At the time of the January incidents, a newspaper article said three reports had to be made about a dog before an investigation would be launched. Hannah said that was wrong. He said officers receiving any report about a vicious dog attack will investigate it.
The confusion could have resulted from the procedure that is often taken after a complaint. Usually an owner is given a warning the first time. The second time the owner's dog will be classified as a dangerous animal and insurance will have to be obtained by the owner for the dog and other restraint applications will apply. It might not be until the third complaint that the owner generally faces criminal proceedings.
Elmore said the shelter received one or two calls a week concerning aggressive stray dogs.

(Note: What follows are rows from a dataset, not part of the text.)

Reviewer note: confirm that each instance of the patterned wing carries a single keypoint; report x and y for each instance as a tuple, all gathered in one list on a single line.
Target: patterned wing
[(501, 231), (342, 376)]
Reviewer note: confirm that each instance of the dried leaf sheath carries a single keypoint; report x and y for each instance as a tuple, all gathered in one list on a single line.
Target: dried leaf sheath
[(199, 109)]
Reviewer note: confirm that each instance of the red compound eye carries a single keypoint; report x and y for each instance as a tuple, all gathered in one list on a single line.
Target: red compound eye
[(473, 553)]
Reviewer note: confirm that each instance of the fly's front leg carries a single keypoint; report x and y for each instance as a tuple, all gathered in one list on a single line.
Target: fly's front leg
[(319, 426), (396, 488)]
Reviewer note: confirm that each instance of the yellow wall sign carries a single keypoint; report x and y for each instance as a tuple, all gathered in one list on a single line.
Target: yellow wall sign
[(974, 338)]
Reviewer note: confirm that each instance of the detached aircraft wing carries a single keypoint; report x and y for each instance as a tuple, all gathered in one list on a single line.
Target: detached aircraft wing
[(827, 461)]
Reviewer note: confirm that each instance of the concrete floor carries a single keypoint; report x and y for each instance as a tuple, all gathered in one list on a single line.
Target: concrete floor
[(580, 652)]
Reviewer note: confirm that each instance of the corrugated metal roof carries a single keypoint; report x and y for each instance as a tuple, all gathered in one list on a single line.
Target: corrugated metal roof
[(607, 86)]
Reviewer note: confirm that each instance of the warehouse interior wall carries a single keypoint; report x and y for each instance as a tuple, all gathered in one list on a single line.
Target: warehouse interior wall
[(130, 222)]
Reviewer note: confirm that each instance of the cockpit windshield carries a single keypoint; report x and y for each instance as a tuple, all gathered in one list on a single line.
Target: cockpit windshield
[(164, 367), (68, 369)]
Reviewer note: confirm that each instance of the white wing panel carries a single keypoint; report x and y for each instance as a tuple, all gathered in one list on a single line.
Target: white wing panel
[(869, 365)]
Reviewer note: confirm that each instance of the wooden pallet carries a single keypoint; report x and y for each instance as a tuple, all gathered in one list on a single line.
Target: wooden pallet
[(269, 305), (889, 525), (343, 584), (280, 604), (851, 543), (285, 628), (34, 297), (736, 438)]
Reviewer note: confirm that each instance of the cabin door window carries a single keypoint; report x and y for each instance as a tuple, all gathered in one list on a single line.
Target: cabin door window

However, he believes the problem may be getting smaller because of a spay-neutering program administered by the shelter. Neutering a dog could cost up to $200. The shelter will pay part of those costs. The amount paid by the owner is determined by the owner's income.
St. Croix also has a program, and Ballard says it is alleviating the problem there too. Still, she says the stray population on St. Croix is five times the average of an area with a comparable human population.
Ballard lamented there was not a more efficient way to keep track of aggressive dogs.
She said she would like the hospital to contact the shelter every time a person was treated for a dog bite.
She said basically a dog bites out of fear or because it was trained to be aggressive. She said stray dogs generally don't know what the "human touch"is like, so they fear humans. The aggressive dogs have been trained to protect property or to fight. Dog fighting is illegal. No busts of dog-fighting pits have been made in recent years. However, she said last week members of the St. Croix Animal Shelter and the warden were investigating a report of dogs being raised to fight.
Kennia, the dog in the Frederiksted attack, exhibited a mixture of fear and aggression, mostly fear, when his photograph was being taken last week.
Ballard said, "Mostly he is no problem, but looking at him, you wonder when that will change."